People who can afford expensive, timeless clothes spend less on them than those who buy cheap and seasonal. See the Terry Pratchett Sam Vines boots theory in his book Men at Arms. Expensive clothes last longer but there is a tipping point beyond which you can pay to look stupid when you think you're paying to look good.

If you are in sales, or at an interview where you are selling yourself, you need to match your customers' expectations if you are to sell to them. A young man I knew was told he could have a job as an MP's research assistant but he needed to remove his ear-stud. This was late 1980s. We've moved on from that and nobody blinks at most piercings any more. We've also moved on from the attitude discussed in Cosmopolitan in September 1994 '...dressing for success is a moral imperative for men and women'. A moral imperative? It was never one of those. But you will fail a live appointment process in the first ten seconds if your fashion isn't pitched right. Can you sell yourself better?

I think it's stupid not being comfortable but this includes being mentally comfortable that you can bear what you're wearing. I have a pair of electric blue trousers which I love but I can't mood-match them very often.

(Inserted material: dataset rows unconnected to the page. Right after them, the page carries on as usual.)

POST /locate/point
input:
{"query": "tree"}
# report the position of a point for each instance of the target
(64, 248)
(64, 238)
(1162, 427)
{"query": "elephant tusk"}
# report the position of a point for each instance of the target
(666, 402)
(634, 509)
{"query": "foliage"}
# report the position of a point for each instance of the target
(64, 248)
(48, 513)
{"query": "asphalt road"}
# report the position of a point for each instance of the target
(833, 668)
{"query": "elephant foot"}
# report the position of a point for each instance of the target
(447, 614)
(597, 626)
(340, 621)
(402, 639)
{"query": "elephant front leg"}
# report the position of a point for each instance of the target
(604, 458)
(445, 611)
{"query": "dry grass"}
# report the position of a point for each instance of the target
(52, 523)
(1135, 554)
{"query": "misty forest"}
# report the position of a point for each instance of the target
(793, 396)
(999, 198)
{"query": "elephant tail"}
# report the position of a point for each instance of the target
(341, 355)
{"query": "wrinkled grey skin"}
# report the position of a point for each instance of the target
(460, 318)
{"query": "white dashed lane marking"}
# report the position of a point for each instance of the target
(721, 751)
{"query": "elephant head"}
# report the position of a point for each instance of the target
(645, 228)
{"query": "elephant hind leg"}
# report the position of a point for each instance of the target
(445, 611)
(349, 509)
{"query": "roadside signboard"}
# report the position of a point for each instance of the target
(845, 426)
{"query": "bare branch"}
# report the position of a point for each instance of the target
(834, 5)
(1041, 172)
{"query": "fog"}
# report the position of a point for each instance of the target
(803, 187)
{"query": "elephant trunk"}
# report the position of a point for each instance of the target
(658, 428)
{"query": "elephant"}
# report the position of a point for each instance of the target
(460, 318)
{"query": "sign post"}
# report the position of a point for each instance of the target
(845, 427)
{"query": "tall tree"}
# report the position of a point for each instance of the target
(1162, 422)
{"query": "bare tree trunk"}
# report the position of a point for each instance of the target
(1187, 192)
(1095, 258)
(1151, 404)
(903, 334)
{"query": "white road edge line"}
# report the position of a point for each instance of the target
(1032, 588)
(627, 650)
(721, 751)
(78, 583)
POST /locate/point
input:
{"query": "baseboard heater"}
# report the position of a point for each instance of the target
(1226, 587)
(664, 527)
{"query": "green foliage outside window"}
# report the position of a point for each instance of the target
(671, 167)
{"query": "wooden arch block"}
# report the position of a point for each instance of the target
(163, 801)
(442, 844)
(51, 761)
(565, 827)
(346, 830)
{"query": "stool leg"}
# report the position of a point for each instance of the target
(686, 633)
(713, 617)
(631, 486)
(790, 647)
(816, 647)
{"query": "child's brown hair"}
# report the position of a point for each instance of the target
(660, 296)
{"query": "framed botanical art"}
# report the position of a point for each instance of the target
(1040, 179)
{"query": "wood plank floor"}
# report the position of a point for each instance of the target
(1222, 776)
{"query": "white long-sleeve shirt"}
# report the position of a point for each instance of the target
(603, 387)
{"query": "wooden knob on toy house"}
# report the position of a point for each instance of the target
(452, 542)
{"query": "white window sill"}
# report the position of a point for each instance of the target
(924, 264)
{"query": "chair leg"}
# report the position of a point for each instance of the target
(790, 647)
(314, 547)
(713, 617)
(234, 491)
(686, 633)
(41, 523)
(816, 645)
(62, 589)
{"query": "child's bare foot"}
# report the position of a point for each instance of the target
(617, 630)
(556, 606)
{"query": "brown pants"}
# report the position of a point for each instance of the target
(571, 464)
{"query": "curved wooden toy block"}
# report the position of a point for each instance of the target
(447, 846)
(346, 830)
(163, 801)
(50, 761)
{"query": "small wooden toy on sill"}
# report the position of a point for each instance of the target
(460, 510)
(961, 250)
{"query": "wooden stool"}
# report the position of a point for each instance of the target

You need to feel good about feeling good.

If you don't like talking about clothes you probably didn't get this far and never normally notice that I care.

As the French philosopher Barthes said '...fashion exists only through the discourse about it.'

Quite so.

2 comments:

Jo Larkin said...

You once complimented me on an outfit at a wedding we both attended (and I believe I am 'other gendered'!).

Steve Tilley said...

Must have been so stunning I broke my own rules.